The merged new entity will be operational from July and TCS will hold 51 per cent stake where as Mitsubishi will hold 49 per cent stake.

TCS has been present in Japan since 1987 and has continued to invest in the country by setting up new facilities. The transaction shows the company’s commitment to the Japanese market.

The Japanese IT services market is estimated to be a little over $125 billion, but Japan accounts for less than 2 per cent of India’s software exports because of language and cultural barriers.

“This strategic transaction signifies our serious commitment to the Japan market. TCS will now have the scale, strong local presence and our full range of global capabilities to serve the Japanese corporations effectively and accelerate our growth in Japan market," said N. Chandrasekaran, CEO and managing director of TCS.

Qatar based Doha Bank has entered into an agreement with HSBC Bank Oman to purchase its banking business in India.

According to the agreement, all the staff of HSBC’s business will also be transferred to the Qatar-based bank. Even though the financial details of the deal were not disclosed, the Doha Bank said that the business comprised of two branches and gross assets worth $58 million as of end of 2013.

The deal is subject to approval from regulatory authorities in Qatar, India, Oman and Jersey.

The deal is seen as a means for the Doha Bank to expand its footprint in the growing Indian market. The bank had recently announced its decision to open its first branch in Mumbai in May and has set a target of $5 billion balance-sheet by the third year of operations in India.
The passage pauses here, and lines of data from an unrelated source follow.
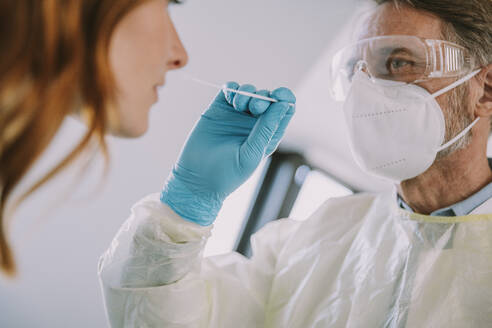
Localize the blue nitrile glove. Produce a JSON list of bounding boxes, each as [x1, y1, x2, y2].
[[161, 82, 296, 226]]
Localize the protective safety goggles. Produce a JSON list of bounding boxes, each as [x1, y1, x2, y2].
[[330, 35, 476, 101]]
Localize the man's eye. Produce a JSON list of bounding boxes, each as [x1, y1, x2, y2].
[[387, 58, 414, 73]]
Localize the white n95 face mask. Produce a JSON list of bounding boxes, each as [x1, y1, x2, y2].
[[344, 70, 480, 182]]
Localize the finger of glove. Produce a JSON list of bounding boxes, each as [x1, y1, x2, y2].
[[240, 102, 290, 166], [270, 87, 296, 104], [223, 81, 239, 105], [265, 106, 296, 156], [249, 90, 272, 116], [232, 84, 256, 112]]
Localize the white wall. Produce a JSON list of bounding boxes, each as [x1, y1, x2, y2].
[[0, 0, 362, 328]]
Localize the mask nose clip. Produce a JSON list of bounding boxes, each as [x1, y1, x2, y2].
[[354, 60, 370, 76]]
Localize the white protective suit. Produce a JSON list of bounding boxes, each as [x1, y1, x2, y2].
[[99, 191, 492, 328]]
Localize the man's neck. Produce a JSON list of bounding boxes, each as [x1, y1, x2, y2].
[[398, 145, 492, 214]]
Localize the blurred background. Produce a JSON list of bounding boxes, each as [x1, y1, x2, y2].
[[0, 0, 488, 328]]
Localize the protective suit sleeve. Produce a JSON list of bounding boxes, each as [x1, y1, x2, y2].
[[98, 194, 298, 327]]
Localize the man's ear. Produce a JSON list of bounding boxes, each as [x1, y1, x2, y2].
[[475, 64, 492, 117]]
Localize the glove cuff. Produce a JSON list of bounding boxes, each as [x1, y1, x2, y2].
[[160, 174, 225, 226]]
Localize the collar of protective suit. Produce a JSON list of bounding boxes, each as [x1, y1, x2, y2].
[[393, 188, 492, 223]]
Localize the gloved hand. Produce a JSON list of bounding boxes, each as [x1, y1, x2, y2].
[[161, 82, 296, 226]]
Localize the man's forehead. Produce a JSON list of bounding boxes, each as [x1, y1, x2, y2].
[[359, 3, 442, 40]]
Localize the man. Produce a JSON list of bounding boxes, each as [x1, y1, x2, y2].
[[100, 0, 492, 327]]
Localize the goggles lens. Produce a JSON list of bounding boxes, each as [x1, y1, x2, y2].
[[331, 36, 471, 100]]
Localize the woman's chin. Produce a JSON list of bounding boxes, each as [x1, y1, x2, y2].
[[108, 120, 149, 139]]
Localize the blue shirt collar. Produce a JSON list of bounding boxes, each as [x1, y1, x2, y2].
[[398, 158, 492, 216]]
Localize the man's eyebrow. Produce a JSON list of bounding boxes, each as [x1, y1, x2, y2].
[[379, 47, 415, 55]]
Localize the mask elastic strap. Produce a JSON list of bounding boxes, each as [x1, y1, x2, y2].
[[437, 117, 480, 152], [432, 69, 482, 98]]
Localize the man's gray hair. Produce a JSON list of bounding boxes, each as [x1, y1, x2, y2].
[[374, 0, 492, 66]]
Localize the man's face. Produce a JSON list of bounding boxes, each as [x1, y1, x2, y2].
[[359, 3, 473, 158]]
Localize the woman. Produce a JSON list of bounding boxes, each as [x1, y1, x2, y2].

Incorporated in 1978, Doha Bank has branches in Kuwait, Dubai and Abu Dhabi and representative offices in Singapore, Turkey, Japan, China, Britain, Canada, Germany, Australia, Hong Kong, South Korea and Sharjah.

Global software major Microsoft has been voted the “most attractive employer” in India in a survey conducted by human resource firm Randstad.

While Microsoft won the tag in the survey for the fourth consecutive year, the IT, telecom and ITes sector overall also emerged as the most preferred by the workforce.

The survey covered more than 8,000 potential and employed workforce in India and it was found that competitive salary and employee benefits and long-term job security were the most important factors when choosing an employer. Other criterion included the financial health of the company, good work-life balance, pleasant working atmosphere and career progression opportunities.

According to Randstad, Indian responses were in sync with global traits where salary and employee benefit was the top priority followed by job security.

Sony India is the next most attractive employer. According to the survey, Larsen & Toubro is the most attractive employer in the infrastructure industry, State Bank of India in the banking sector, Taj Group in the hospitality and Tata Power in the energy sector.

Gurgaon-based Smile Group, which has holdings in the consumer internet and digital media space, has formed a joint venture with TPG Growth to build businesses across Asia-Pacific, the Middle East and Africa.

According to the agreement, they will build their business under the brand name of Katalyzers. The $100-million joint venture will partner with successful internet companies in the marketplace, classified listings, local commerce, digital media, e-commerce and mobile segments, and help them roll out their businesses across Asia and other emerging markets.

Katalyzers has already set up offices in India, Singapore and San Francisco, and has a presence across China, Africa, the Middle East and Latin America through partner offices of Smile and TPG.

The Smile Group has partnered with entrepreneurs, VCs and global companies to help digital companies expand their operations and increase their footprint by rolling out internationally.